American-born Ote was raised in Israel, studied at the Har Etzion Yeshiva, and was ordained by the Chief Rabbinate of Israel. He is also a graduate of Bar-Ilan University and was a combat unit commander in the Givati Brigade of the IDF. He is also a member of the Tzohar rabbinical organization.

Key National Library donors have died

■ DELAYS IN the official opening of the National Library, which has been operating for approximately half a year, means that when there eventually is an official opening, two key donors will not be present because they are now deceased.

Both Sanford (Sandy) Gottesman, the American mega philanthropist who was a member of a philanthropic family dynasty, and Lord Jacob Rothschild, whose family has given so much to Israel in general and to Jerusalem in particular, were present in April 2016 at the laying of the cornerstone, a ceremony that was attended by donors from around the world. They are among various donors whose names now appear in different sections of the library in perpetuity.

Also participating were then-president Rivlin and Prime Minister Benjamin Netanyahu – each the son of a noted professor – who pledged to give a portion of the libraries and archives of their respective fathers to the future National Library, the construction of which was scheduled to be completed in 2020. But it took a lot longer. Gottesman died in September 2022, and Rothschild, this past week.

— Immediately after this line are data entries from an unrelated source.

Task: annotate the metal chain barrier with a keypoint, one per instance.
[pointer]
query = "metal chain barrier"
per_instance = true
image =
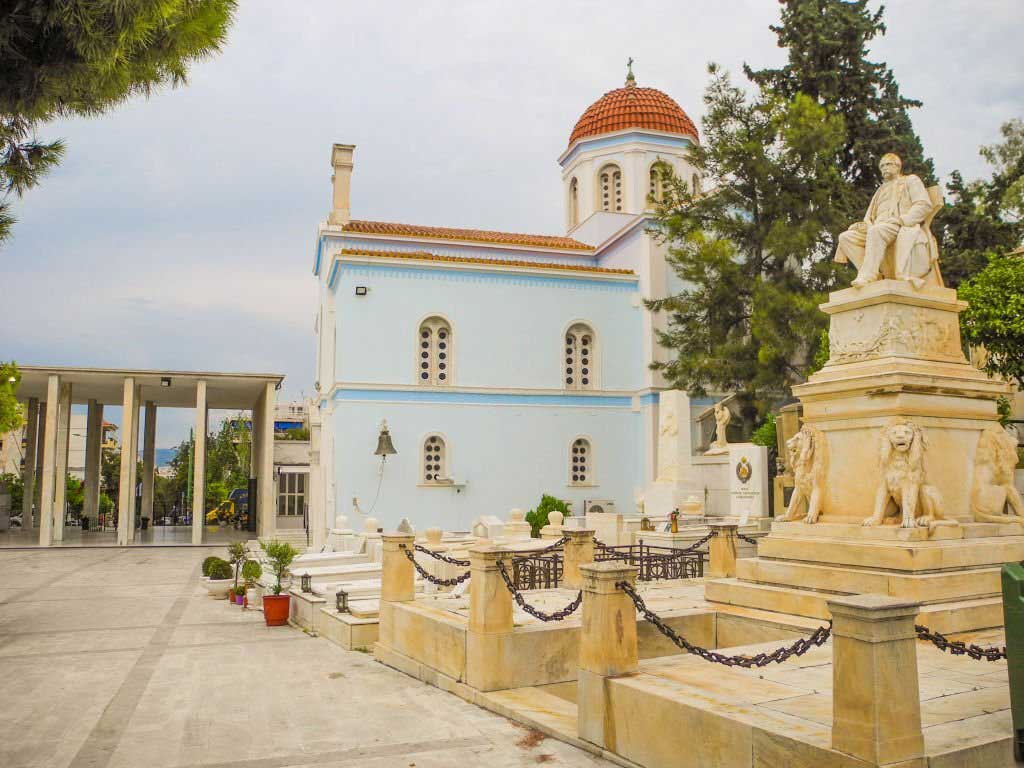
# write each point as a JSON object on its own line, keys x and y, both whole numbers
{"x": 960, "y": 648}
{"x": 430, "y": 577}
{"x": 804, "y": 644}
{"x": 536, "y": 612}
{"x": 439, "y": 556}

The Gottesman family has contributed substantial funds to several projects in Jerusalem, such as the bicycle track by the old train station, Hadassah-University Medical Center, Hadassah Academic College, and the Israel Aquarium. 

Following her husband’s death, Ruth Gottesman contributed a billion dollars to New York’s Albert Einstein College of Medicine, where she had been a longtime professor. The donation provides free tuition for students who qualify for financial support.

Various branches of the Rothschild family have helped fund the Hebrew University of Jerusalem, the Knesset, the Israel Museum, the Supreme Court, and the President’s Residence, to mention just a few of the Jerusalem beneficiaries of their generosity. A Rothschild was among the people who in 1918 laid the cornerstone for the Hebrew University, which celebrates the centenary of its official opening next year.